Doch die Menschen in Herne erleben auch einen anderen Martin Schulz. Der, von dem die Leute erzählen er sei ein guter Redner, er sei leidenschaftlich und hungrig. Der Martin Schulz, der die Kameras schon mal zehn Minuten warten lässt, weil er einen alten Bekannten erblickt und in den Arm nimmt. Und der Martin Schulz, der die Herner um Gnade bittet, als er gesteht, dass er Fan des 1. FC Köln ist.

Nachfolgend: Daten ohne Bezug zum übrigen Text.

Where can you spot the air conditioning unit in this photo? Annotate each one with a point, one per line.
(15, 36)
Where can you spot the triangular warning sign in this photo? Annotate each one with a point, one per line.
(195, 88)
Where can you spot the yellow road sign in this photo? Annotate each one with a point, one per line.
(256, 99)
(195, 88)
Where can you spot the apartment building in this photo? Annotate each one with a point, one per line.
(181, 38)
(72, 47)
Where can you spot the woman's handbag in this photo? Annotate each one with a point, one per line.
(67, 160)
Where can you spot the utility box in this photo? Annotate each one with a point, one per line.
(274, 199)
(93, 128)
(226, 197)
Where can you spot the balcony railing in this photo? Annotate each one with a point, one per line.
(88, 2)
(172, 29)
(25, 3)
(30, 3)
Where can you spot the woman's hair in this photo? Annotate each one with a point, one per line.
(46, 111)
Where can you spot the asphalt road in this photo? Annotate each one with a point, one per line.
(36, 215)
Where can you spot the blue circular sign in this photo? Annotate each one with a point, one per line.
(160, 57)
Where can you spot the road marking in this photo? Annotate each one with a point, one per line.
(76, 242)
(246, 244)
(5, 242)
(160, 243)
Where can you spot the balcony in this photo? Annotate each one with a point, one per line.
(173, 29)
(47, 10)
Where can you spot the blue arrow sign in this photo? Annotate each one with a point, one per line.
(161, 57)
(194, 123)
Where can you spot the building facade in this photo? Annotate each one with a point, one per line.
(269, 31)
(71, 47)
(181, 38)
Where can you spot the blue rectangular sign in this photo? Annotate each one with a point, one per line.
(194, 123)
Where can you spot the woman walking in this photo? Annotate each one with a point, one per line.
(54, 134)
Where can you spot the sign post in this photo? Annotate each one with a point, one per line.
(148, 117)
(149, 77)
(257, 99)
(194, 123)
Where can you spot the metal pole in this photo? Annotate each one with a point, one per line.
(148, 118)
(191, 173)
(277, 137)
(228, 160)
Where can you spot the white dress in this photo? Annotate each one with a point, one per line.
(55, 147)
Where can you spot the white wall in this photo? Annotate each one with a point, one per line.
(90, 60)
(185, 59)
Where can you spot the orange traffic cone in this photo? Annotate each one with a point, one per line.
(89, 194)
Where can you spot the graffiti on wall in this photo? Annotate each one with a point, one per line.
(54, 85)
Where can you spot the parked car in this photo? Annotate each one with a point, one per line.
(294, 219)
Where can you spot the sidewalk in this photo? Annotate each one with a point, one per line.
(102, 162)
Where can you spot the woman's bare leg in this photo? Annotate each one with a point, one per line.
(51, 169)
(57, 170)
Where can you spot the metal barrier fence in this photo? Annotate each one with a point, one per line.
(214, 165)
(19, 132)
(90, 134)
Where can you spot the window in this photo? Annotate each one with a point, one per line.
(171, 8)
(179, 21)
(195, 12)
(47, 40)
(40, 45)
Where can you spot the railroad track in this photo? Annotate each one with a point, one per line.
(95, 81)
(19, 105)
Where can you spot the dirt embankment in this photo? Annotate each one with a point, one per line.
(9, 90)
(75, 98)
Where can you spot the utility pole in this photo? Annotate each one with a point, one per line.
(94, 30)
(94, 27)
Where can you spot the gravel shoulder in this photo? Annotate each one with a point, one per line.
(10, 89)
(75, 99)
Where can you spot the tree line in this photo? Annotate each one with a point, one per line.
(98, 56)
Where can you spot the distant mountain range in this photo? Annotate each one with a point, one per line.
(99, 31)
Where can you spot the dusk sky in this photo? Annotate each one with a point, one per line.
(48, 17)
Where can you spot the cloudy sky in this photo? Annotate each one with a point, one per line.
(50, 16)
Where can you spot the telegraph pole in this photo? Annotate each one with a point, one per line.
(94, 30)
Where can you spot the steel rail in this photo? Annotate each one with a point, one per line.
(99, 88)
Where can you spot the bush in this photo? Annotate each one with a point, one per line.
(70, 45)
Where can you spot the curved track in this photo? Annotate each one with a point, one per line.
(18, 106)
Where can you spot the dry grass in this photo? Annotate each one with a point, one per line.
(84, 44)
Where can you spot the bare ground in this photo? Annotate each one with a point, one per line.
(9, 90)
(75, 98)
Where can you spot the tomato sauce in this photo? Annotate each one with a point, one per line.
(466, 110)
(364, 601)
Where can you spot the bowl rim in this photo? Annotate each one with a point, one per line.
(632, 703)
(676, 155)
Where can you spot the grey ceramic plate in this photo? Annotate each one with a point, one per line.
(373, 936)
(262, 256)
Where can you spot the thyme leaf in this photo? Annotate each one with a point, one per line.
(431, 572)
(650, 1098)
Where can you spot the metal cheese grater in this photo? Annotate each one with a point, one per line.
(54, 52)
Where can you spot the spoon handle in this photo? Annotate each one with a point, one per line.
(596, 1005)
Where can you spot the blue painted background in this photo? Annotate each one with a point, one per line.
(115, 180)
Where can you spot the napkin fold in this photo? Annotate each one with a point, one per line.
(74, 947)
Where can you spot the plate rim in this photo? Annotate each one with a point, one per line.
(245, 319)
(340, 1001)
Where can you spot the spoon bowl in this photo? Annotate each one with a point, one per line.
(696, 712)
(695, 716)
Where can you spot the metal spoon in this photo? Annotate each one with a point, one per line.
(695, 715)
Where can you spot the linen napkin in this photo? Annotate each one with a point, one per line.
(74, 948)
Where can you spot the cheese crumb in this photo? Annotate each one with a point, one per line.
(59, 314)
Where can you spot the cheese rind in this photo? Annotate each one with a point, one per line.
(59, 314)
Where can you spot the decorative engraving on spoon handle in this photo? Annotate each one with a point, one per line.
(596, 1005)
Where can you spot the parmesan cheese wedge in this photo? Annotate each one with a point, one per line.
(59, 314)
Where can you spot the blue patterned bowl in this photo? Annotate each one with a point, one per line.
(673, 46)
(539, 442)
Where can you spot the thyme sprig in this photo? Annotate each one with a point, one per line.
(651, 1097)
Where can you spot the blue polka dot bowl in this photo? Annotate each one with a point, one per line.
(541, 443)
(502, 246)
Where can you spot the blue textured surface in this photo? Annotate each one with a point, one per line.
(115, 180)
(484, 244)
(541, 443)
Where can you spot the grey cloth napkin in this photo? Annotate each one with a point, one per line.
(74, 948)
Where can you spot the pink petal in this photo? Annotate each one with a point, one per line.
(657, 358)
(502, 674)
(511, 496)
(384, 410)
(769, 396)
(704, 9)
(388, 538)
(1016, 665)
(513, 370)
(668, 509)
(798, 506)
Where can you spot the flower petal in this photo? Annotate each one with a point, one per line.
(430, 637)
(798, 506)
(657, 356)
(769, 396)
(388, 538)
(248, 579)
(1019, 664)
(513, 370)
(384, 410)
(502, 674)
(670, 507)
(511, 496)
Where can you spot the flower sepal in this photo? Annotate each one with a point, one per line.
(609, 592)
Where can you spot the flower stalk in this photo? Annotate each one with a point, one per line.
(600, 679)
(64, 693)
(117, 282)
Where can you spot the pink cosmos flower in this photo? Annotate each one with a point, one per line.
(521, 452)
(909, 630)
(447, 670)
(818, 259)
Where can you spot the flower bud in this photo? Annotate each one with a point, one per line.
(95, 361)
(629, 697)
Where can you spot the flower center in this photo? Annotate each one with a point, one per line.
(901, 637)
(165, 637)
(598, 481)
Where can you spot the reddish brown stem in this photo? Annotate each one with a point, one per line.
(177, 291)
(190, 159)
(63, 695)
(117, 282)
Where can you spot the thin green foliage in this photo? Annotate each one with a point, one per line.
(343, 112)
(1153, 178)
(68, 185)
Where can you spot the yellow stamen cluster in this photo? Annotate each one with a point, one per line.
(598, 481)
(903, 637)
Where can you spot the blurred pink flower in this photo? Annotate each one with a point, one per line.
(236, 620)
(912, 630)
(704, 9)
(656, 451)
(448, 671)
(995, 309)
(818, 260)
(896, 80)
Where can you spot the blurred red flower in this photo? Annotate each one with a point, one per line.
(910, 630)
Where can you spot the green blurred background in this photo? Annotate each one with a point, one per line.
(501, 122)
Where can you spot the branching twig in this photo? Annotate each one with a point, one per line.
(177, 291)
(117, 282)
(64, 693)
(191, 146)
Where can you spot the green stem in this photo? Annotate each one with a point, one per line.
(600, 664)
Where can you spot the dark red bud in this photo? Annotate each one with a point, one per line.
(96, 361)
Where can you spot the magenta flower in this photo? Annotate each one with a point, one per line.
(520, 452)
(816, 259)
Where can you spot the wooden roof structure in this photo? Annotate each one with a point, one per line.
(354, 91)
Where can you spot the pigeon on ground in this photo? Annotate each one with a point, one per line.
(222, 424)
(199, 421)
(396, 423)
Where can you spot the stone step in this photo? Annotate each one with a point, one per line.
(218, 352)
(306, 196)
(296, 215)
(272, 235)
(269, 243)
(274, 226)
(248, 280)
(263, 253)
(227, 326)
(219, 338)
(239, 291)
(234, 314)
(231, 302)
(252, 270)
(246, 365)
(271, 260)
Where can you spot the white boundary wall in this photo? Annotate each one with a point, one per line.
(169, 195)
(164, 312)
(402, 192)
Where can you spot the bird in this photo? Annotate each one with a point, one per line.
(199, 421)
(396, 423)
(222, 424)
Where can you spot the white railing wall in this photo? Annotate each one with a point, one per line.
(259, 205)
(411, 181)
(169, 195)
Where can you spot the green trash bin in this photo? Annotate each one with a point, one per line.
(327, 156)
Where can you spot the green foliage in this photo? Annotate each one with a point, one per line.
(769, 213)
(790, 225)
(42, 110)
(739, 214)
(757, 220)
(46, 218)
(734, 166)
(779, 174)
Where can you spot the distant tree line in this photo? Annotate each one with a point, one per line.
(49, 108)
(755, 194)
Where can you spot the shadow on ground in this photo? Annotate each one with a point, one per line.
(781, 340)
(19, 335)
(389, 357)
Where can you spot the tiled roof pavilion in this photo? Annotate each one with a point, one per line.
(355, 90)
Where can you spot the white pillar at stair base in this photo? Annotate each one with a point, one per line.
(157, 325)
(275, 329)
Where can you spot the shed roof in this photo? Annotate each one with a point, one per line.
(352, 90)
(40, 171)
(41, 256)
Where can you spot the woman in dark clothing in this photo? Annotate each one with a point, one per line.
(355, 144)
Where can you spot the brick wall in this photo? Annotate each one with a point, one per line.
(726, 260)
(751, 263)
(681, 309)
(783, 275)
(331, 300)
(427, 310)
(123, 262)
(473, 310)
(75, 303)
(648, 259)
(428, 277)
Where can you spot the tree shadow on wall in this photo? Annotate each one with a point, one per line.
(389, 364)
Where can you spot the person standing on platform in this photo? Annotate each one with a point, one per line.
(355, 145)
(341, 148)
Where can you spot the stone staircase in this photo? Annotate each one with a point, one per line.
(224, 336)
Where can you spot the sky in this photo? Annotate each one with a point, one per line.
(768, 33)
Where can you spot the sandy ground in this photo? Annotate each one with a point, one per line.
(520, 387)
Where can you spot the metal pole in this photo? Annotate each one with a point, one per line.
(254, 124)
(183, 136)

Er spricht die Kernwähler der SPD an, sagt Ulrich Alemann, Politikwissenschaftler an der Heinrich-Heine-Universität in Düsseldorf. „Seine Ausstrahlung reicht vom Stahlarbeiter zum Studienrat.“ Dass er ein Landeskind ist, könne man hören und „er lässt es auch alle wissen“, so Alemann. „Aber reicht das wirklich für einen Ruck durch die verzagte SPD-Klientel – oder bleibt es bei einem Rückchen?“

In Herne hofft man, bei der Geburtsstunde von etwas ganz Großem dabei gewesen zu sein. Nicht nur Ex-Vize-Kanzler Franz Müntefering schüttet Lob über seinen Parteikollegen wo er nur kann: „Martin Schulz wird jetzt endlich Bewegung in die Sache bringen“. Auch die Bürger zeigen sich begeistert. „Er ist der Richtige für den Job“, sagt ein junger Student.

Schulz weiß, dass die Euphorie auch Gefahren birgt. Sie darf nicht verfliegen. Noch siebeneinhalb Monate sind es bis zur Bundestagswahl, „es ist ein Langstreckenlauf“, warnt er immer wieder, „wir haben gerade einen Spurt hingelegt, aber wir müssen schauen, dass uns nicht die Puste ausgeht!“

Und dennoch: Ein paar Zweifler bleiben. „Reden kann er viel, aber bis er mir genau sagt, wie er das alles umsetzen will, glaube ich ihm nicht“, sagt eine in der Pflegerin aus Wanne-Eickel. Ihr Mann steht neben ihr und nickt bestärkend. Sie zweifeln nicht etwa, weil sie Martin Schulz nicht für den richtigen Kandidaten halten. Sie zweifeln, weil sie den Glauben in die Politik verloren haben. Und genau diese Wähler sind es, die Schulz überzeugen muss, wenn er am Ende genug Luft für das letzte Stück haben will.